This presentation is sponsored by ITS-Davis’ partnership with the Pacific Southwest Region University Transportation Center.
Measure M and the (Potential) Transformation of Mobility in Los Angeles
1:40pm - 3:00pm
1605 Tilia, Room 1103, West Village
In the last ten years hundreds of local governments across the United States have used direct democracy to increase funding for public transportation. Transit ridership, however, continues to fall, even in places where voters have explicitly approved new taxes to fund it. Why do voters support transit taxes, if they do not want to ride transit?
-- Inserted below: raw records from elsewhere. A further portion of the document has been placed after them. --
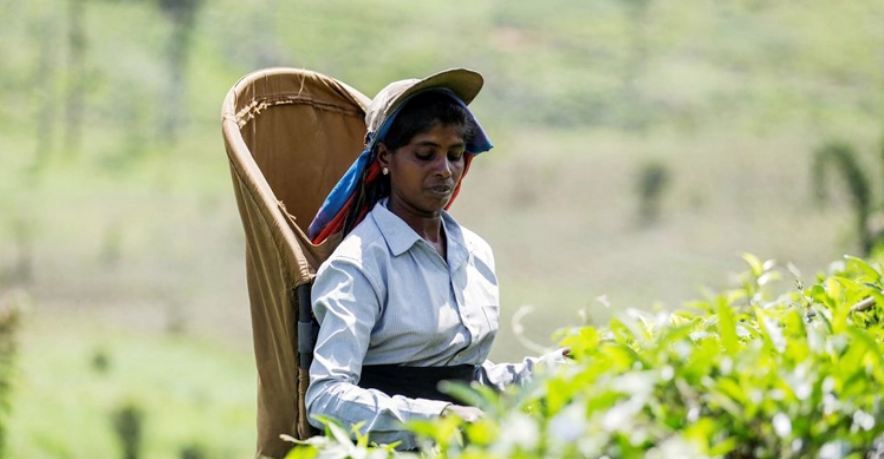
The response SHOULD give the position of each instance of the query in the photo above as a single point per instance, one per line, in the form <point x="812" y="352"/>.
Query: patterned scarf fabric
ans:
<point x="352" y="190"/>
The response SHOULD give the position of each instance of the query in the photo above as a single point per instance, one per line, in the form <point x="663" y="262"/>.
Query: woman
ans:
<point x="409" y="297"/>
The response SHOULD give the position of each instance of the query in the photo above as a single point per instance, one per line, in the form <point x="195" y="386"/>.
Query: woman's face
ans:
<point x="424" y="172"/>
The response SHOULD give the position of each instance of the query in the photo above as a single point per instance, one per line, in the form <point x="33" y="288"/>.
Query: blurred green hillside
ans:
<point x="117" y="216"/>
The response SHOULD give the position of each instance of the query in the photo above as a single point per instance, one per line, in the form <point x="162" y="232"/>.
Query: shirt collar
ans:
<point x="400" y="237"/>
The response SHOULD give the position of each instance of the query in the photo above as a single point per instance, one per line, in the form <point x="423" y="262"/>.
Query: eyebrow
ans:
<point x="429" y="143"/>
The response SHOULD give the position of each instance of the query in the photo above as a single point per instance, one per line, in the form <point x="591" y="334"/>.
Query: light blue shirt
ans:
<point x="386" y="296"/>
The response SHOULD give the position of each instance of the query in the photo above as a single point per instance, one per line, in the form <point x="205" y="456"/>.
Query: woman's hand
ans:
<point x="467" y="413"/>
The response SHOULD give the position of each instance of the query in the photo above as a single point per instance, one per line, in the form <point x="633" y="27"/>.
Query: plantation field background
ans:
<point x="125" y="245"/>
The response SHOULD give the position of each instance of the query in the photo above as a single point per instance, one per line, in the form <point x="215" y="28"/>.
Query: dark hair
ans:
<point x="422" y="112"/>
<point x="419" y="114"/>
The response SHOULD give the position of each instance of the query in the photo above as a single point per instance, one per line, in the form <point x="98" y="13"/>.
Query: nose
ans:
<point x="444" y="167"/>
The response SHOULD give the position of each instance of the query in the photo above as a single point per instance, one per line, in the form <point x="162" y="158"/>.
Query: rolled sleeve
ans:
<point x="347" y="306"/>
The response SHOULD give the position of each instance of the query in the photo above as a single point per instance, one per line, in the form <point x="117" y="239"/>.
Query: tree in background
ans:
<point x="843" y="158"/>
<point x="9" y="321"/>
<point x="76" y="78"/>
<point x="635" y="116"/>
<point x="44" y="82"/>
<point x="182" y="14"/>
<point x="653" y="179"/>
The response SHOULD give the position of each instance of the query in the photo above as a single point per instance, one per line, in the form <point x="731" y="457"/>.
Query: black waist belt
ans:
<point x="414" y="382"/>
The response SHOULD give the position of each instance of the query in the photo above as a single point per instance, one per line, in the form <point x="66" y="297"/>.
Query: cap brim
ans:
<point x="465" y="83"/>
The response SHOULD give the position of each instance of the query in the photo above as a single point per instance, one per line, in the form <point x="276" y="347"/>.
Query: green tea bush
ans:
<point x="756" y="371"/>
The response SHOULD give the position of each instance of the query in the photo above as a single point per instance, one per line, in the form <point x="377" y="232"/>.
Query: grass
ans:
<point x="191" y="390"/>
<point x="135" y="237"/>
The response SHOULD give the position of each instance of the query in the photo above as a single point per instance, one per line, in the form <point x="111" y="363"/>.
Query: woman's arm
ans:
<point x="347" y="306"/>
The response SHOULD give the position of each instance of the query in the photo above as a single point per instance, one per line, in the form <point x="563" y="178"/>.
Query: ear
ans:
<point x="384" y="155"/>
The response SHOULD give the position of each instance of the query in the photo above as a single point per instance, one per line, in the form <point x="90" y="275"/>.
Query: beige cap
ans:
<point x="463" y="82"/>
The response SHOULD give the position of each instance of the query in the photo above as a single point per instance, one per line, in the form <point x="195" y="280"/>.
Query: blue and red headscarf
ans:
<point x="349" y="194"/>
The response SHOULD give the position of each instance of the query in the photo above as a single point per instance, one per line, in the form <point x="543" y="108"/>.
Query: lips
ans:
<point x="442" y="190"/>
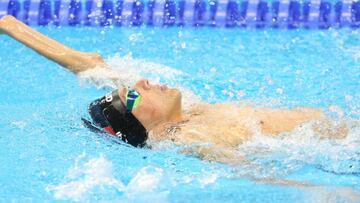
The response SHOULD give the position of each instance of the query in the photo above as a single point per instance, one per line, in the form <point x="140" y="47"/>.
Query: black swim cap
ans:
<point x="110" y="113"/>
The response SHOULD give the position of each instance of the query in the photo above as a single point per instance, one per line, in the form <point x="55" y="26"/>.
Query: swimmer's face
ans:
<point x="159" y="104"/>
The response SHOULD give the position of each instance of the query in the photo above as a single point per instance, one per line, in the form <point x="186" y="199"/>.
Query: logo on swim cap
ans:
<point x="108" y="97"/>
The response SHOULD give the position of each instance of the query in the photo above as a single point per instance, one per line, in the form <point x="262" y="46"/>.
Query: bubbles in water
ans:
<point x="95" y="180"/>
<point x="97" y="173"/>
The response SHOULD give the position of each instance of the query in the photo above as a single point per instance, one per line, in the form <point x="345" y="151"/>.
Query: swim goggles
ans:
<point x="114" y="116"/>
<point x="132" y="99"/>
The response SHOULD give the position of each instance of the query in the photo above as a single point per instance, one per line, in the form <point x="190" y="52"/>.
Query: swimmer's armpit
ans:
<point x="67" y="57"/>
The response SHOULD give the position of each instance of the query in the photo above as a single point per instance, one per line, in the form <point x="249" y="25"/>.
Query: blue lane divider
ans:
<point x="290" y="14"/>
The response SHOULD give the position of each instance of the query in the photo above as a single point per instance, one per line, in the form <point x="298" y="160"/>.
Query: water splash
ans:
<point x="95" y="179"/>
<point x="81" y="180"/>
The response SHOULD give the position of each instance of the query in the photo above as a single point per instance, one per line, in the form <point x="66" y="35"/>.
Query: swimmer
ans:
<point x="148" y="113"/>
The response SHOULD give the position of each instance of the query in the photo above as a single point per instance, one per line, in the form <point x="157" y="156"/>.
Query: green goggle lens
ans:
<point x="133" y="99"/>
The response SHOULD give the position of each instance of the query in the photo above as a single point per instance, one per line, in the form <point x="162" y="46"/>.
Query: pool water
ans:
<point x="46" y="153"/>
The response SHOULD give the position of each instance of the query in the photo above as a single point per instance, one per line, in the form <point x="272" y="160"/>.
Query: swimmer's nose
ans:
<point x="144" y="83"/>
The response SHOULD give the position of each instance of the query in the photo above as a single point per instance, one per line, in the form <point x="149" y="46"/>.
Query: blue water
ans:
<point x="46" y="154"/>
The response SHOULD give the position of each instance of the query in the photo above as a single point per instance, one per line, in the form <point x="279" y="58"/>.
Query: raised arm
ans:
<point x="67" y="57"/>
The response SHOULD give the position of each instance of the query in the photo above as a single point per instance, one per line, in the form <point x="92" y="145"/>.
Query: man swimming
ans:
<point x="148" y="113"/>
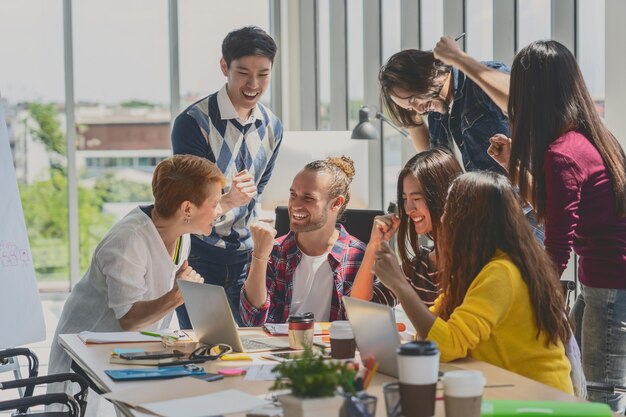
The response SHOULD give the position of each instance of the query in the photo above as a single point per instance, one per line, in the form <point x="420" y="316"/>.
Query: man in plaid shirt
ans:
<point x="311" y="268"/>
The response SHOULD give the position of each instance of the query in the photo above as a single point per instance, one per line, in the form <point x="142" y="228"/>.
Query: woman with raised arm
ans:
<point x="131" y="282"/>
<point x="573" y="171"/>
<point x="500" y="300"/>
<point x="422" y="188"/>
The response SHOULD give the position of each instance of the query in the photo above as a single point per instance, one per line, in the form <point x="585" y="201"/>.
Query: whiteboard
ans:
<point x="21" y="315"/>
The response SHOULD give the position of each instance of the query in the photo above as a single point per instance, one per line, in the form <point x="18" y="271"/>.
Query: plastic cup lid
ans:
<point x="301" y="318"/>
<point x="419" y="348"/>
<point x="341" y="329"/>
This paper uses evidence from Measure M in Los Angeles–a large transportation ballot measure approved in 2016–to examine this question. Using both original survey data and archival qualitative data provided by LA Metro, I suggest that voters supported Measure M because they believed public transportation would benefit them in their role as drivers, by reducing traffic congestion. Voters believed this, moreover, because transit advocates saw a congestion-reduction message as most likely to be successful at the ballot box. Transit, however, is most successful in places where driving is harder, not easier, so a vote for transit based on the idea that it will make driving easier suggests opposition to many of the complementary policies–higher density, less parking, congestion charges–that actually make transit work. Survey data confirms that most LA residents do not support transit-complementary policies, and further suggests that many current LA transit riders would prefer to travel by car. I conclude that transit ballots in auto-oriented cities succeed in part because they suppress latent conflicts over space, but that transit itself will only succeed when those conflicts are settled in favor of non-auto modes.
Michael Manville is Associate Professor of Urban Planning at the UCLA Luskin School of Public Affairs. Both his research and teaching focus on the relationships between transportation and land use, and on local public finance. Much of his research concerns the tendency of local governments to hide the costs of driving in the property market, through land use restrictions intended to fight traffic congestion. These land use laws only sometimes reduce congestion, and can profoundly influence the supply and price of housing.
Dr. Manville’s research has been published in journals of planning, economics, urban studies, and sociology. He has received research funding from University Transportation Centers, from the John Randolph Haynes Foundation, and the TransitCenter, among others. He has consulted for developers, environmental groups, local governments, and the United Nations.
Dr. Manville has an MA and PhD in Urban Planning, both from UCLA Luskin. Prior to joining Luskin as a faculty member, he was Assistant Professor of City and Regional Planning at Cornell University.